31.1.06

La femme du « roi »


C’est une grande combattante qui vient de s’éteindre, peu connue chez nous car sa figure est restée dans l’ombre de son mari. C’est en effet l’épouse de Martin Luther King, Coretta Scott King,qui vient de décéder à l'âge de 78 ans. On la voit sur la photographie ci-contre le 14 mai 2005 à Santa Barbara en Californie. Car, si elle a porté le "rêve" de son mari, Martin Luther King, apôtre charismatique des droits civiques et de la non-violence, prix Nobel de la Paix, assassiné en 1968, c’est toute sa vie qu’elle a milité pour l'égalité politique et économique des Noirs américains, passionaria des droits de l'homme, opposée à la peine de mort, défendant les droits des femmes et des homosexuels, mobilisée encore dans la lutte contre le sida. Elle avait fait savoir, en 2003, son opposition à la guerre en Irak. Fondatrice du Centre King d'Atlanta (sud) qui défend l'héritage politique de son mari, elle avait réussi, au bout de quinze ans de démarches, à faire voter par le Congrès un jour férié aux Etats-Unis célébrant le leader des droits civiques à partir de 1986. Faisant figure d'autorité morale au sein de la communauté noire américaine, cette femme énergique au visage harmonieux, toujours élégante, était unanimement respectée.

Née le 27 avril 1927 dans l'Alabama (sud), Coretta Scott King grandit dans une ferme auprès de parents pauvres mais ambitieux pour leurs trois enfants. Son père, Obediah Scott, avait été le premier homme noir dans la région à posséder un camion, avant de fonder un petit commerce, suscitant la jalousie de voisins blancs et des actes d'intimidation. Sa mère Bernice, exaspérée que le système de ramassage scolaire n'existe que pour les enfants blancs, avait loué un bus pour conduire les enfants du voisinage au lycée situé à une quinzaine de kilomètres.

Bonne élève, Coretta partit étudier dans l'Ohio (nord), dans une université où sa soeur aînée avait été la première étudiante noire à plein temps. Désirant enseigner, elle aurait dû se former dans les écoles publiques autour de son université mais ces écoles étaient blanches. Malgré ses protestations, y compris auprès du président de son université, Coretta n'y sera jamais acceptée.

Abandonnant donc ses velléités d'enseigner, elle décrocha une bourse pour étudier la musique, notamment le chant, au prestigieux New England Conservatory de Boston. C'est dans cette ville du nord-est, où les tensions raciales sont moins palpables, qu'elle rencontra son futur mari, étudiant en doctorat de théologie. Ils se marièrent en 1953 auprès père du marié, également pasteur, avant de s'installer à Montgomery dans l’Alabama du sud.

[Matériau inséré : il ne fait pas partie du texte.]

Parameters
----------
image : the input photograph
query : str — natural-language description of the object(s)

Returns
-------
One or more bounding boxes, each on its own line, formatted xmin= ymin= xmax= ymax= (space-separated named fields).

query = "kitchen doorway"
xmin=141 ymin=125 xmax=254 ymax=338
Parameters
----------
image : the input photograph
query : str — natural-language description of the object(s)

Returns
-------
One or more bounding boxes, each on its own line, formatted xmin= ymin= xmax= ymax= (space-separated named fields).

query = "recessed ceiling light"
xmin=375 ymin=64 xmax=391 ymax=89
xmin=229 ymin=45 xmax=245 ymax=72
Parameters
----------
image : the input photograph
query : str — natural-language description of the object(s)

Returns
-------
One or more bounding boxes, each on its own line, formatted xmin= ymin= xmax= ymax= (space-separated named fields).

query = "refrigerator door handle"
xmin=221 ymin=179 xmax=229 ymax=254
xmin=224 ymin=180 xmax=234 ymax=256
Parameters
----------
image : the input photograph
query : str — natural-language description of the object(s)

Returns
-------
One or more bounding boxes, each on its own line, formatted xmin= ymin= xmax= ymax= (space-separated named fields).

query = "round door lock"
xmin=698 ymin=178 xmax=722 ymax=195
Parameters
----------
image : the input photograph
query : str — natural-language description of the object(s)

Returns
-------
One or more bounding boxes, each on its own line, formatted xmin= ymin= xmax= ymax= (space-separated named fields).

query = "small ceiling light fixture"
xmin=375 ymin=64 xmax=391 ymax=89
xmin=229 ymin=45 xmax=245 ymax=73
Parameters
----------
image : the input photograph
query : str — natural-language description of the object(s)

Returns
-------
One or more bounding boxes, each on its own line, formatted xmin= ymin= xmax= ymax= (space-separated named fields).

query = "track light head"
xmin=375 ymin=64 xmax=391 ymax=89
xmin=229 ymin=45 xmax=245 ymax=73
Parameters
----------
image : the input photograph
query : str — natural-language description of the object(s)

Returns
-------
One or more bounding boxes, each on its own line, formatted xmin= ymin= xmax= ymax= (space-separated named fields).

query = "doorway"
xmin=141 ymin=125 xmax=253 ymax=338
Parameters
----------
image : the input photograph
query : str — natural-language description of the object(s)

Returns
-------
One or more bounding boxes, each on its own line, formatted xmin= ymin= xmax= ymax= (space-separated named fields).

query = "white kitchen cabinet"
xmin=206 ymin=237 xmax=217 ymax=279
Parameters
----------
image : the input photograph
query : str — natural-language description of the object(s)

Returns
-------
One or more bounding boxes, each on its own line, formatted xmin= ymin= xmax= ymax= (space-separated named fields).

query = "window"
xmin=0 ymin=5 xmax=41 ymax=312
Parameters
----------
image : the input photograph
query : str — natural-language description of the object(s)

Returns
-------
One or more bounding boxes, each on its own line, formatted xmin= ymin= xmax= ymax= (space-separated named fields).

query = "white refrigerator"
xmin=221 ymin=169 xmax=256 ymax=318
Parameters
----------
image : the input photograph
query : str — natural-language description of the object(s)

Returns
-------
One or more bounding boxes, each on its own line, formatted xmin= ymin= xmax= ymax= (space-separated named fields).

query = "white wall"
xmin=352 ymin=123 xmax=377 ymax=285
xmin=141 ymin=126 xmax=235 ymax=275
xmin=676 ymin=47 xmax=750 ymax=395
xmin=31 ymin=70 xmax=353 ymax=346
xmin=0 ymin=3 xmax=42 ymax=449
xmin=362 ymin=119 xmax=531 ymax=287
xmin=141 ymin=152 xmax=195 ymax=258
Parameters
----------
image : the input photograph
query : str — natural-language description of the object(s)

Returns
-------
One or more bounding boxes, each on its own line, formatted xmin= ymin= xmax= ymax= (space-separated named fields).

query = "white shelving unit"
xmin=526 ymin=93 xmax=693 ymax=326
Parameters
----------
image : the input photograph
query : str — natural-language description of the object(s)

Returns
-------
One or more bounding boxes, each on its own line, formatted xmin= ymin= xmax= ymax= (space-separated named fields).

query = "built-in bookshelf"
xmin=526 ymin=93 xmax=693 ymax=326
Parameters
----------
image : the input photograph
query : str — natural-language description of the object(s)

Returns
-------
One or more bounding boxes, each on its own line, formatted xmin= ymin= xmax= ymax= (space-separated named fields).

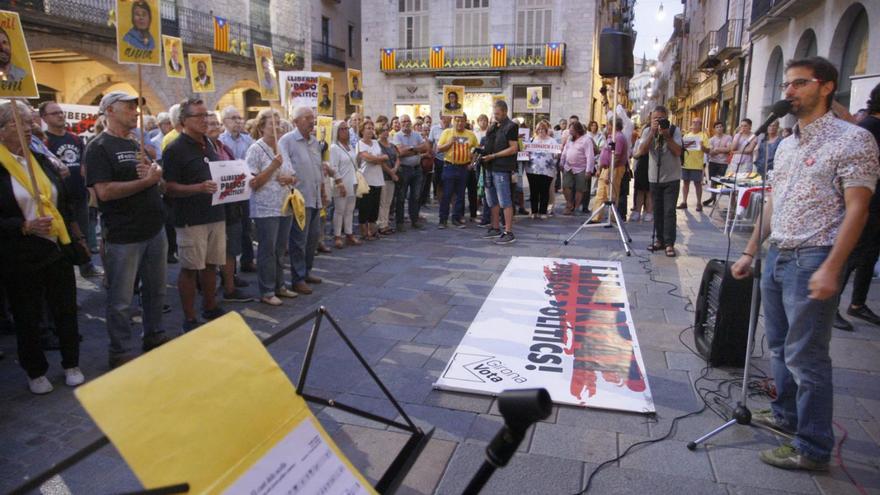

Leur première fille naquit quelques jours avant l’acte fondateur de la lutte pour les droits civiques, le boycott des bus de la ville appliquant la ségrégation, lancé en 1955 par Rosa Parks, dont on vient il y a quelques semaines de constater également la disparition.

Elevant leurs quatre enfants, Coretta milita activement dans l'ombre de son mari. Elle défila à son côté, voyagea avec lui, se démèna pour le sortir de prison lorsqu'il fut interpellé, prononça même des discours lorsqu'il avait un empêchement. Andrew Young, ancien maire noir d'Atlanta et ami de la famille, assure d’ailleurs : « Elle a toujours été plus militante que lui » ; « Les gens ne s'en rendent pas compte, mais l'action était toujours difficile pour lui. Il préférait prêcher et réfléchir. Coretta voulait descendre dans la rue ».

Quatre jours après l'assassinat du leader noir à Memphis (sud) et la veille de ses funérailles, sa veuve, impressionnante de dignité, le remplaça à la tête d'une importante manifestation en soutien aux éboueurs noirs victimes de discriminations. "Je vous lance le défi aujourd'hui de faire en sorte que son esprit ne meure jamais", déclara-t-elle alors. "Nous allons continuer son oeuvre afin que tous puissent être réellement libres".

Le combat n’est malheureusement pas terminé.